Por fim, não tive opção. Ninguém quis pagar uma bebida para mim ou
me emprestar dinheiro. Embora eu tivesse pedido. Humilhada, enfiei a viola no
saco e fui embora.
Mas, quando cheguei em casa e tentei dormir, minha cabeça zumbia
como uma serra elétrica e corria como um carro de Fórmula 1. Estava pior agora
do que no Parlour. Assim, tomei três comprimidos para dormir e pensei em
escrever um pouco de poesia, pois me sentia particularmente criativa e dotada
de um talento único.
Como nem assim minha cabeça desligasse, tomei mais dois
comprimidos.
Todo o prazer do barato passara, e eu estava presa a uma cabeça que
não parava de trepidar. Senti um medo pânico. Quando aquela sensação
passaria? E se nunca mais passasse?
O pavor, que não me dava um segundo de trégua, só cessou quando
lembrei que tinha que trabalhar no dia seguinte. Meu coração se apertou de
medo. Eu tinha mesmo que ir, já andava tão enrolada nos últimos tempos que
não podia matar mais um dia. Não podia me atrasar, e tinha que parar de dar
mancada. Para conseguir isso, eu precisava, verdadeira e desesperadamente,
dormir naquele exato instante. Mas não conseguia!
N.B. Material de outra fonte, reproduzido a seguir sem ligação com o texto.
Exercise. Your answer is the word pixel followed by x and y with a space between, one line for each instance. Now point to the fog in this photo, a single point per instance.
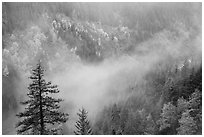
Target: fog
pixel 94 85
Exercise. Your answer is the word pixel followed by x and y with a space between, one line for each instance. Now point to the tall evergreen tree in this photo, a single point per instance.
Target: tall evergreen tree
pixel 83 125
pixel 187 124
pixel 42 109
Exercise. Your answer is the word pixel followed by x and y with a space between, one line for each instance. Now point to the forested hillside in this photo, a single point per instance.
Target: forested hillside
pixel 135 67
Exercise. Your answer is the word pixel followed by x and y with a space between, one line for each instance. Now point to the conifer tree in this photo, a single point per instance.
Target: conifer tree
pixel 42 110
pixel 83 125
pixel 187 124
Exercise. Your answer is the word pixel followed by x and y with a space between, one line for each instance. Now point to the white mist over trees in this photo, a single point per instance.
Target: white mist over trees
pixel 143 57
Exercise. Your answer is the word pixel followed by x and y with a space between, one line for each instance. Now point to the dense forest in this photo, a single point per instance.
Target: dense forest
pixel 116 68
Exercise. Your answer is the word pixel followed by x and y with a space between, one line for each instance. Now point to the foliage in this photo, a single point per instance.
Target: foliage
pixel 42 109
pixel 83 125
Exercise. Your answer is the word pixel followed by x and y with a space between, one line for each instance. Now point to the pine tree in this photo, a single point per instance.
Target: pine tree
pixel 168 119
pixel 115 120
pixel 187 124
pixel 83 125
pixel 42 110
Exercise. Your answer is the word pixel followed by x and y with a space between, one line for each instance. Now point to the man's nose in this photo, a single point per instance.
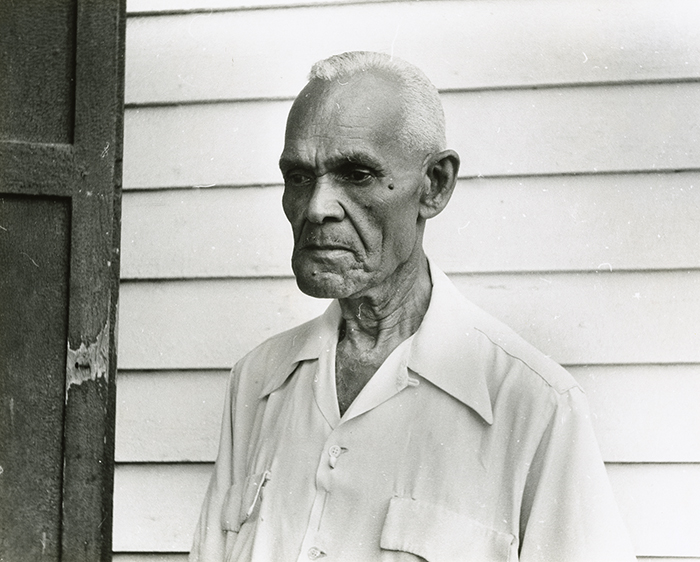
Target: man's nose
pixel 323 204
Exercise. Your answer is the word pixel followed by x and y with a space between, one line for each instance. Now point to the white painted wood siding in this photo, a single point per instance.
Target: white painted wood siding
pixel 576 220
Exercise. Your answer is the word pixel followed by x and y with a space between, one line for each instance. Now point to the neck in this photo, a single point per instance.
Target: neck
pixel 392 312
Num gesto frenético, despejei na mão o resto dos comprimidos que
havia no vidro e os enfiei na boca.
Vozes, brilho nos meus olhos, a cama andando aos solavancos, luz
azul, sirenes, mais vozes, a cama tornando a andar, brancura, cheiro estranho e
asséptico. "Sua burra", diz uma voz. Quem é?, entrepergunto. Sons de bipe, pés
correndo por corredores, barulho de metais se chocando, mão bruta no meu
queixo, forçando minha boca a se abrir, algo de plástico na minha boca,
arranhando minha garganta. Súbita ânsia de vômito e engasgo, tentativa de me
sentar, mãos me forçando a deitar de novo, náusea e convulsões, mãos fortes me
mantendo estendida sobre a mesa. Façam com que isso pare.
Em menos de vinte e quatro horas estava de volta ao meu
apartamento. Onde descobri que Margaret e Paul haviam chegado de Chicago, a
fim de me levar para um centro de reabilitação na Irlanda. Eu não podia
entender a razão daquele estardalhaço todo. Tirando a sensação de ter levado
uma surra, de estar engolindo giletes e quase morrendo de desidratação, eu
estava bem. Quase ótima. Tudo não passara de um acidente constrangedor e eu
estava louca para esquecê-lo.
Nesse momento, para minha surpresa, Luke chegou.
Opa. Preparei-me para levar uma bronca por ter dado o pira e
cheirado coca na noite de domingo. Presumi que, com toda a tragédia da
lavagem estomacal, ele devia ter descoberto.
— Oi! — Sorri, ansiosa. — Você não devia estar trabalhando? Entra aí,
vem conhecer a caretona da minha irmã Margaret e o marido horroroso dela.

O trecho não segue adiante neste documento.